Avec ce nouveau drame ancré dans une réalité très actuelle, Ken Loach vise juste en pointant du doigt les absurdités et l’injustice du système administratif anglais qui met la pression sur les gens en situation précaire, en les culpabilisant et en essayant de réduire leurs prestations par tous les moyens, entrainant parfois des situations totalement absurdes.
A travers le portrait de ce sexagénaire qui se bat pour garder sa dignité, le cinéaste évoque une génération d’hommes et de femmes dépassée par le progrès technologique mais aussi par un monde de plus en plus kafkaïen où les lourdeurs et les incohérences administratives pénalisent toujours plus les classes sociales défavorisées.
Comme souvent chez Ken Loach le discours politique engagé s’appuie sur une histoire mettant en scène des personnages « forts », souvent un peu borderline, qui galèrent mais qui se serrent les coudes.
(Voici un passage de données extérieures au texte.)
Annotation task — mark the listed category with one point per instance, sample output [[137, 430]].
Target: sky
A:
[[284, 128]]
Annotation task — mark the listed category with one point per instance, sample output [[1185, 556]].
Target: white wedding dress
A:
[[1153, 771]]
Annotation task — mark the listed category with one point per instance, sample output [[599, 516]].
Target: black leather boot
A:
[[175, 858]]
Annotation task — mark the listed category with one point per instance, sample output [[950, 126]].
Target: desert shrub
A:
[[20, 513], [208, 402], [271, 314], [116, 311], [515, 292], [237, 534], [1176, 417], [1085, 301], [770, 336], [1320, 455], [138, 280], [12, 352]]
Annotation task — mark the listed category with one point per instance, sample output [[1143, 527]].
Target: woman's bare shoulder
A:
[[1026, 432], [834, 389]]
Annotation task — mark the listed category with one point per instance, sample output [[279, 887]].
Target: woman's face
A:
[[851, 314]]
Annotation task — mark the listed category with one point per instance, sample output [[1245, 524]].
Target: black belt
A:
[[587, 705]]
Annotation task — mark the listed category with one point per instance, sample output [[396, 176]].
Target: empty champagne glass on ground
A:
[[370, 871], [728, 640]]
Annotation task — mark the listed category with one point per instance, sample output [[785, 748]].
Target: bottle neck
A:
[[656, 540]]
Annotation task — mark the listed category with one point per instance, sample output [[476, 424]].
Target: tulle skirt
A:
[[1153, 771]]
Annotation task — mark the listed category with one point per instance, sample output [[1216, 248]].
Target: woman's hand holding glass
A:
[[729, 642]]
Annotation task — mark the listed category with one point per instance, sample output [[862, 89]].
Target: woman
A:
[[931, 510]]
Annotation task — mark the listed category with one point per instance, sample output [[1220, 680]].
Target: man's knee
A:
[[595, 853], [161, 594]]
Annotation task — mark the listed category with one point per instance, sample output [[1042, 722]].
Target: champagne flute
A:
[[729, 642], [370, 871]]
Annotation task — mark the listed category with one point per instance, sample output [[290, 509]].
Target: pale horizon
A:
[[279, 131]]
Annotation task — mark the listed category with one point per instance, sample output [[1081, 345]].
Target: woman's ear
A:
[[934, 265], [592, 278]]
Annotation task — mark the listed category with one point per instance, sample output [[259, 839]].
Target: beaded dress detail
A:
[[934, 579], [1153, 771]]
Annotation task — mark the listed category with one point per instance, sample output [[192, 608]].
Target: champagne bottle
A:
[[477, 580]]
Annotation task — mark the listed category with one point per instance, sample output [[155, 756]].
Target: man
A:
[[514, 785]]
C’est encore le cas ici avec cette jeune mère célibataire qui voit arriver dans sa vie ce bon vieux Daniel comme l’homme providentiel et avec lequel elle va faire un bout de chemin.
Avec la distance nécessaire, sans jamais essayer de jouer sur la corde sensible, sans misérabilisme et avec des situations criantes de vérité, et surtout avec beaucoup de pudeur, le réalisateur de Looking For Eric nous offre là un film brut et bouleversant qui rend hommage à ceux qui se battent au quotidien pour s’en sortir dans une époque où la place de l’humain est sans cesse réduite.
Sans être forcément un grand film et avec toujours ces petits défauts, ces « facilités » et ces faiblesses propres au cinéma de Ken Loach depuis tant d’années, mais qu’on lui pardonnera bien volontiers, Moi, Daniel Blake est un film nécessaire qui justifie cette Palme d’Or 2016 pour l’un des derniers cinéastes engagés et dont les films font plus que jamais un bien fou.